“This case has already painted her uncle’s pants, and she’ll paint the house red if she doesn’t soon get dinner!” laughed Robin. “Come home—it’s horrid of you to jeer at my artistic instincts, just as they’re developing!”
“It was indeed, and I think the fence is beautiful,” said her mother. “And yes, I do believe it would look better if it were done all round. Robin, our little home is beginning to do us credit!”
“Isn’t it?” agreed Robin, looking affectionately at the white cottage nestling in its girdle of blossoming garden. “What a pity it is we can’t fill it up with poor youngsters who never see anything but streets. How I do hate streets! Tell you what, Mummie, when I find a gold-mine in the hills——”
“When you do!”
“Why, of course I’m going to—the kind all stiff with nuggets, like plums in a pudding! Then we’ll get little convalescents from the Children’s Hospital and put them in all the empty rooms. Plenty of blankets, aren’t there?”
“Plenty—not that that need trouble you when you have the plum-pudding gold-mine!” said her mother laughing.
“No, of course—I forgot that. Well, I’ll buy eiderdown quilts. And we’ll give them all a glorious time. Isn’t it a jolly idea, Mummie!
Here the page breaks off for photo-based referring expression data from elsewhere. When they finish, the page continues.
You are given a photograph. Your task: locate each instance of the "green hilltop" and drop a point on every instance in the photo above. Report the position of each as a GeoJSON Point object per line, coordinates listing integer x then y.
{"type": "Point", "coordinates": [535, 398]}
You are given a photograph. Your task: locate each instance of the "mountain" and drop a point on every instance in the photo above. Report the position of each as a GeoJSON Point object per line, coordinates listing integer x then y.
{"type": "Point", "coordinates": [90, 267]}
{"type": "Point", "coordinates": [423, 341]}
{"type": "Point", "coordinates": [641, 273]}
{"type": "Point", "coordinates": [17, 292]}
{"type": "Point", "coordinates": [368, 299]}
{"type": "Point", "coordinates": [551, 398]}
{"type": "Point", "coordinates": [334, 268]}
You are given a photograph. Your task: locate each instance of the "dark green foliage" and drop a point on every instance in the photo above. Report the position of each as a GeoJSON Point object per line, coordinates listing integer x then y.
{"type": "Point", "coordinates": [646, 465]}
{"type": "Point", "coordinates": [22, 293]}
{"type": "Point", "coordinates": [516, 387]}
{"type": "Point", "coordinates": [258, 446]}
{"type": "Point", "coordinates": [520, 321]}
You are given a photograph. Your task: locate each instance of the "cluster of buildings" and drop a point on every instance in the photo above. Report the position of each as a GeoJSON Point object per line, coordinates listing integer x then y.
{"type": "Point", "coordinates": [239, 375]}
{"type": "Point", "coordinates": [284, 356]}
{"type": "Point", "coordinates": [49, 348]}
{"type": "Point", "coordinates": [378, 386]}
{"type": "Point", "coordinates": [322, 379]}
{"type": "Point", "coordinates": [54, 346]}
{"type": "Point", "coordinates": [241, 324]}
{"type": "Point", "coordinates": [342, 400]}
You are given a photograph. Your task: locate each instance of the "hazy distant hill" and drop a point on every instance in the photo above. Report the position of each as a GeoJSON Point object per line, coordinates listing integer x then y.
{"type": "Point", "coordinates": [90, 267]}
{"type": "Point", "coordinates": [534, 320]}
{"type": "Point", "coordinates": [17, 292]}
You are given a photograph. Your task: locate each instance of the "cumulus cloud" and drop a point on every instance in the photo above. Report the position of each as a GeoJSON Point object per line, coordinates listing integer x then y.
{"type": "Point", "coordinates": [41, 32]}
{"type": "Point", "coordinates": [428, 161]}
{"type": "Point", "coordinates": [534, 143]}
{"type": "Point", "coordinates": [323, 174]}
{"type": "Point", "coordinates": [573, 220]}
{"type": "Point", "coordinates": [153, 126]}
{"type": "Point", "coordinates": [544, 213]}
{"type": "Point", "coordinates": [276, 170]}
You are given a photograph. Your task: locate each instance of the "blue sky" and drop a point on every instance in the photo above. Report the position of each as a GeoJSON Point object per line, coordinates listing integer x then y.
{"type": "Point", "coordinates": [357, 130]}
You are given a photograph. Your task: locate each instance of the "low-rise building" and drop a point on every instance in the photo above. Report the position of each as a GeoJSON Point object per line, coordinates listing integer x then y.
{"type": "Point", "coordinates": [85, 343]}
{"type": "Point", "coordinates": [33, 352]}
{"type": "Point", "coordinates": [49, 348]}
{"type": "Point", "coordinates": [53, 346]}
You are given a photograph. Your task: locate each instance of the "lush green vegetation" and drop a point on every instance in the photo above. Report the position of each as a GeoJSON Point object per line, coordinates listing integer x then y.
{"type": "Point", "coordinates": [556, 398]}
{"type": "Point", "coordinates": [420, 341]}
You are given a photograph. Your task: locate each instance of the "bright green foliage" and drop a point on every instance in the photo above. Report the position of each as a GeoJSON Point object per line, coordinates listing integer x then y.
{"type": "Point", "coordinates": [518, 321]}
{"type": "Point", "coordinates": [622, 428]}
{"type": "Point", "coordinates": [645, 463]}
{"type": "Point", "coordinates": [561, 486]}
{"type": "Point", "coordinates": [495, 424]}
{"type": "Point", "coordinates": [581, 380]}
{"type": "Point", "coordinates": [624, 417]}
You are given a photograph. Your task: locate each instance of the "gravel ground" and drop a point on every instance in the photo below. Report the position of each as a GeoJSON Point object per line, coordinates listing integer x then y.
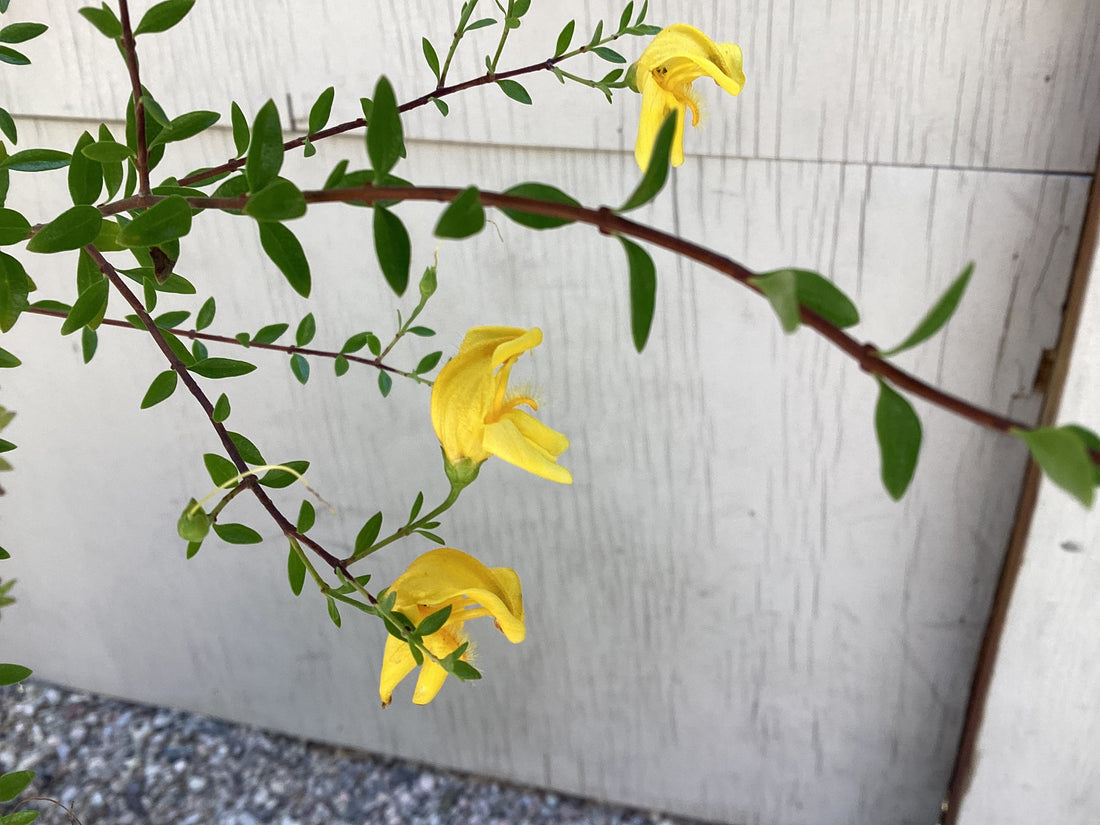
{"type": "Point", "coordinates": [121, 763]}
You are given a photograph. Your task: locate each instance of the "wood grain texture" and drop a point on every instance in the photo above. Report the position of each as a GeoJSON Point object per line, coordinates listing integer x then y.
{"type": "Point", "coordinates": [727, 616]}
{"type": "Point", "coordinates": [994, 84]}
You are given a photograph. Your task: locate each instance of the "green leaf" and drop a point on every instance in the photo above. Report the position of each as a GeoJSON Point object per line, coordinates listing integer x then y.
{"type": "Point", "coordinates": [12, 673]}
{"type": "Point", "coordinates": [73, 229]}
{"type": "Point", "coordinates": [369, 532]}
{"type": "Point", "coordinates": [186, 125]}
{"type": "Point", "coordinates": [265, 152]}
{"type": "Point", "coordinates": [164, 221]}
{"type": "Point", "coordinates": [564, 39]}
{"type": "Point", "coordinates": [163, 17]}
{"type": "Point", "coordinates": [235, 534]}
{"type": "Point", "coordinates": [435, 622]}
{"type": "Point", "coordinates": [88, 343]}
{"type": "Point", "coordinates": [85, 176]}
{"type": "Point", "coordinates": [937, 316]}
{"type": "Point", "coordinates": [385, 141]}
{"type": "Point", "coordinates": [321, 109]}
{"type": "Point", "coordinates": [221, 408]}
{"type": "Point", "coordinates": [781, 289]}
{"type": "Point", "coordinates": [162, 387]}
{"type": "Point", "coordinates": [464, 217]}
{"type": "Point", "coordinates": [221, 367]}
{"type": "Point", "coordinates": [1064, 457]}
{"type": "Point", "coordinates": [240, 129]}
{"type": "Point", "coordinates": [12, 784]}
{"type": "Point", "coordinates": [8, 125]}
{"type": "Point", "coordinates": [300, 367]}
{"type": "Point", "coordinates": [12, 57]}
{"type": "Point", "coordinates": [658, 171]}
{"type": "Point", "coordinates": [194, 523]}
{"type": "Point", "coordinates": [205, 317]}
{"type": "Point", "coordinates": [307, 328]}
{"type": "Point", "coordinates": [103, 20]}
{"type": "Point", "coordinates": [898, 430]}
{"type": "Point", "coordinates": [8, 361]}
{"type": "Point", "coordinates": [14, 287]}
{"type": "Point", "coordinates": [307, 516]}
{"type": "Point", "coordinates": [13, 227]}
{"type": "Point", "coordinates": [279, 479]}
{"type": "Point", "coordinates": [333, 613]}
{"type": "Point", "coordinates": [428, 363]}
{"type": "Point", "coordinates": [248, 450]}
{"type": "Point", "coordinates": [642, 292]}
{"type": "Point", "coordinates": [295, 571]}
{"type": "Point", "coordinates": [393, 248]}
{"type": "Point", "coordinates": [514, 90]}
{"type": "Point", "coordinates": [219, 468]}
{"type": "Point", "coordinates": [89, 307]}
{"type": "Point", "coordinates": [430, 56]}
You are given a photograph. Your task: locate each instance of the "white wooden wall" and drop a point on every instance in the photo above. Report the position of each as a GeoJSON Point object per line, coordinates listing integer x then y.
{"type": "Point", "coordinates": [727, 616]}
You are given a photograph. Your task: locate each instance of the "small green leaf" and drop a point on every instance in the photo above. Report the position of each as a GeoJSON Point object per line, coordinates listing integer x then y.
{"type": "Point", "coordinates": [12, 673]}
{"type": "Point", "coordinates": [464, 217]}
{"type": "Point", "coordinates": [279, 200]}
{"type": "Point", "coordinates": [385, 141]}
{"type": "Point", "coordinates": [221, 408]}
{"type": "Point", "coordinates": [12, 784]}
{"type": "Point", "coordinates": [295, 571]}
{"type": "Point", "coordinates": [8, 125]}
{"type": "Point", "coordinates": [205, 317]}
{"type": "Point", "coordinates": [234, 534]}
{"type": "Point", "coordinates": [430, 56]}
{"type": "Point", "coordinates": [428, 363]}
{"type": "Point", "coordinates": [539, 191]}
{"type": "Point", "coordinates": [162, 387]}
{"type": "Point", "coordinates": [265, 152]}
{"type": "Point", "coordinates": [393, 248]}
{"type": "Point", "coordinates": [89, 307]}
{"type": "Point", "coordinates": [1064, 457]}
{"type": "Point", "coordinates": [162, 17]}
{"type": "Point", "coordinates": [564, 39]}
{"type": "Point", "coordinates": [300, 367]}
{"type": "Point", "coordinates": [369, 532]}
{"type": "Point", "coordinates": [248, 450]}
{"type": "Point", "coordinates": [307, 516]}
{"type": "Point", "coordinates": [103, 20]}
{"type": "Point", "coordinates": [240, 129]}
{"type": "Point", "coordinates": [781, 289]}
{"type": "Point", "coordinates": [657, 173]}
{"type": "Point", "coordinates": [13, 227]}
{"type": "Point", "coordinates": [35, 160]}
{"type": "Point", "coordinates": [219, 468]}
{"type": "Point", "coordinates": [435, 622]}
{"type": "Point", "coordinates": [937, 316]}
{"type": "Point", "coordinates": [515, 90]}
{"type": "Point", "coordinates": [642, 292]}
{"type": "Point", "coordinates": [194, 523]}
{"type": "Point", "coordinates": [899, 433]}
{"type": "Point", "coordinates": [164, 221]}
{"type": "Point", "coordinates": [221, 367]}
{"type": "Point", "coordinates": [307, 328]}
{"type": "Point", "coordinates": [73, 229]}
I have heaps of ideas like that while I’m working, and even if they never come to pass I’ll have had all the fun of planning them. They taught me at school that ‘to travel hopefully was a better thing than to arrive,’ or something like that. Well, I haven’t done much arriving yet, but there’s a lot of fun in travelling hopefully!”
Mrs. Hurst looked at the eager, merry face.
“You are certainly a hopeful traveller for one’s journey-mate,” she said. “And now, I am going to give orders, for once. I have sat still almost all the morning, and need exercise, whereas you have worked since sunrise without a break—and that is not good for young muscles. You will therefore take a book out to your bed on the veranda and lie down for at least two hours——”
“And leave you to wash up! Not if I know it!”